A new research study in multiple sclerosis (MS) patients collects data from participants’ smartphones, without the need for clinic visits.
Known as elevateMS, the study uses an iPhone app which will capture passive and active sensor-based movement data, as well as participant responses to questionnaires, and functional performance tasks completed by the participants.
The app was designed with input from patients, neurologists and advocates.

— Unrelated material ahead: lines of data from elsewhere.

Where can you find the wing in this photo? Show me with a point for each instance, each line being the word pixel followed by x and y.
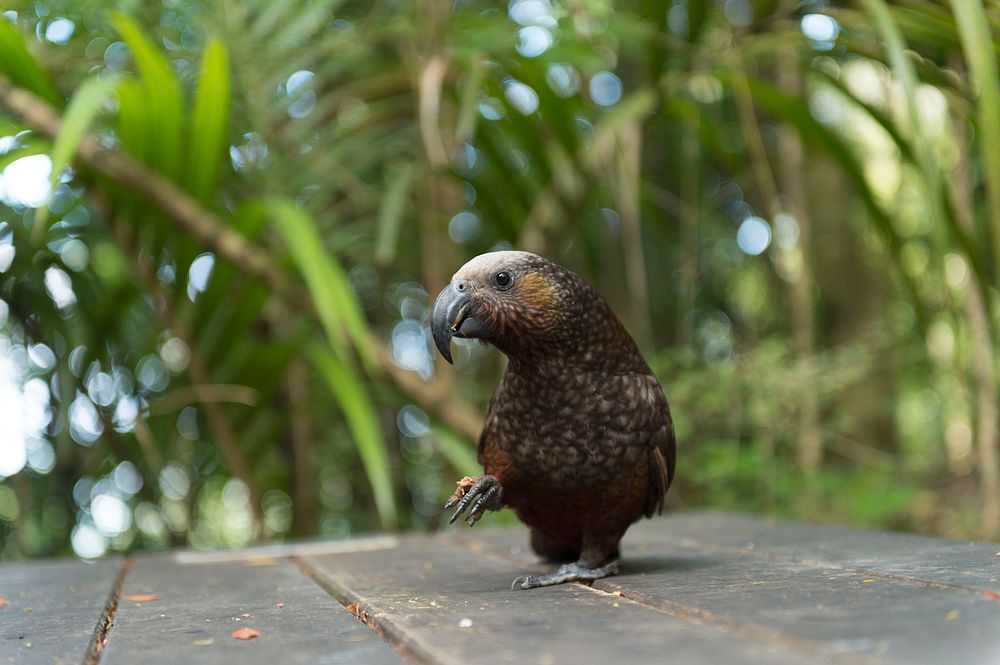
pixel 661 453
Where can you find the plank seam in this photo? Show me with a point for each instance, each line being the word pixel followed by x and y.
pixel 825 565
pixel 747 630
pixel 99 639
pixel 351 602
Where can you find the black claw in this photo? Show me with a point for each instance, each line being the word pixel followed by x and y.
pixel 479 507
pixel 482 492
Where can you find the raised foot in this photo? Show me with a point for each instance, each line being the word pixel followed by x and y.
pixel 477 495
pixel 570 572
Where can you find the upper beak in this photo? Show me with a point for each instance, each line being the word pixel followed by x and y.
pixel 453 316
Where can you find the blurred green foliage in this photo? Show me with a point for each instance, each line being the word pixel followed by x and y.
pixel 220 223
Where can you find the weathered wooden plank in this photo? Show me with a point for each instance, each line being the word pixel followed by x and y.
pixel 448 604
pixel 835 609
pixel 200 605
pixel 937 560
pixel 52 609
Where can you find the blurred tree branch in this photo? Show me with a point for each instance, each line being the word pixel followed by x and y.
pixel 187 215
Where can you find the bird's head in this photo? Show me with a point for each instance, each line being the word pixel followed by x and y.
pixel 509 299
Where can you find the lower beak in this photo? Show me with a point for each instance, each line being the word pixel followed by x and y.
pixel 453 316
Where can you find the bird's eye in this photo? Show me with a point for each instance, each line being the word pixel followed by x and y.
pixel 503 280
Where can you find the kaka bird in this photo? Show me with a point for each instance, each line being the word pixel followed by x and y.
pixel 578 439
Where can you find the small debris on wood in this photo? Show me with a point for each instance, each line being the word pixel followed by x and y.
pixel 245 633
pixel 143 597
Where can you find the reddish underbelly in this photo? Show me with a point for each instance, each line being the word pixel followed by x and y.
pixel 565 516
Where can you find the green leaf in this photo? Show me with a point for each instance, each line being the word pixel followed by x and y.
pixel 391 212
pixel 980 53
pixel 208 122
pixel 161 112
pixel 326 280
pixel 80 113
pixel 352 398
pixel 17 64
pixel 795 111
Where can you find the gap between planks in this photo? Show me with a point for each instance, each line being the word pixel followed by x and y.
pixel 694 543
pixel 385 630
pixel 607 587
pixel 107 619
pixel 388 631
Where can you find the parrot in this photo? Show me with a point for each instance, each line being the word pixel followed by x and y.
pixel 578 438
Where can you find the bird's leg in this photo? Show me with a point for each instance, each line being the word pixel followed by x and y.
pixel 569 572
pixel 477 495
pixel 594 563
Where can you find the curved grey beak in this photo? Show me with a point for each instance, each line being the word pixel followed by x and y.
pixel 453 316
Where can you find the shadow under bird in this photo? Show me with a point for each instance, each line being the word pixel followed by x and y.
pixel 578 439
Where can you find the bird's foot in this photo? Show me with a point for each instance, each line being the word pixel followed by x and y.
pixel 570 572
pixel 477 495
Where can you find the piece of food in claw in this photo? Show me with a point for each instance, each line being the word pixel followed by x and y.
pixel 463 487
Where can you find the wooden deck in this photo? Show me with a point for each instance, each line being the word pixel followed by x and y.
pixel 695 588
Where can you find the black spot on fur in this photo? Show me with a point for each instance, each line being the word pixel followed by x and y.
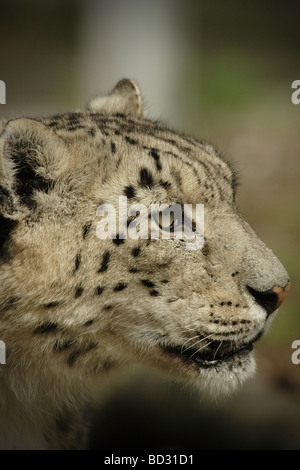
pixel 63 423
pixel 154 293
pixel 131 141
pixel 78 292
pixel 77 261
pixel 154 154
pixel 105 261
pixel 53 304
pixel 205 249
pixel 129 191
pixel 133 270
pixel 120 286
pixel 146 178
pixel 86 229
pixel 99 290
pixel 165 184
pixel 147 283
pixel 6 200
pixel 136 251
pixel 79 352
pixel 9 304
pixel 118 241
pixel 92 131
pixel 62 345
pixel 6 227
pixel 46 328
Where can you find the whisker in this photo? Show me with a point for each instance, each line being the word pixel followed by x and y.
pixel 200 349
pixel 198 342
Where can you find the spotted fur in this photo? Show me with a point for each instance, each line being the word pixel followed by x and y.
pixel 73 306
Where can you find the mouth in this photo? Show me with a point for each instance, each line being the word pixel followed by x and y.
pixel 213 356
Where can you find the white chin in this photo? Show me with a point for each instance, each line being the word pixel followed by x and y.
pixel 227 377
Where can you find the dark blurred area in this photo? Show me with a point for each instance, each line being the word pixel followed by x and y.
pixel 222 71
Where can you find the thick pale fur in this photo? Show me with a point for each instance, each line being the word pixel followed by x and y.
pixel 73 306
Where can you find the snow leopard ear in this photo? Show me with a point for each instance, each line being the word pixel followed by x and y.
pixel 27 151
pixel 125 98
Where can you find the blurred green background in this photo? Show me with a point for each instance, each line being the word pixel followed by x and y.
pixel 220 70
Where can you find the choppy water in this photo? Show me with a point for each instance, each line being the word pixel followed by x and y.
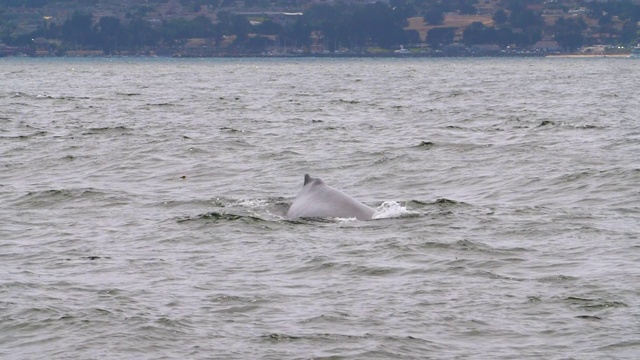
pixel 141 208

Participants will be able to use the app to view how their data changes over time, while researchers will use the data to better understand what it is like to live with MS and what may trigger flare-up of MS symptoms. Names of participants will be replaced with a random code, so the researchers and study sponsor Novartis won’t know the identity of individuals.
According to Novartis, the research aims to improve understanding of the daily challenges patients with MS can have and to uncover new potential measurements of treatment effectiveness through real-time data collection from participants in their everyday life.
“As physicians, we always want to know how our patients with MS are doing on the treatments we prescribe” explained Dr Stanley Cohan, Medical Director at Providence Multiple Sclerosis Center in Portland, Oregon, who serves as a scientific advisor to the study. “With the elevateMS app, study participants can frequently document their symptoms in a personal health story. In turn, this data may provide researchers with new ways to look at disease progression and treatment effectiveness.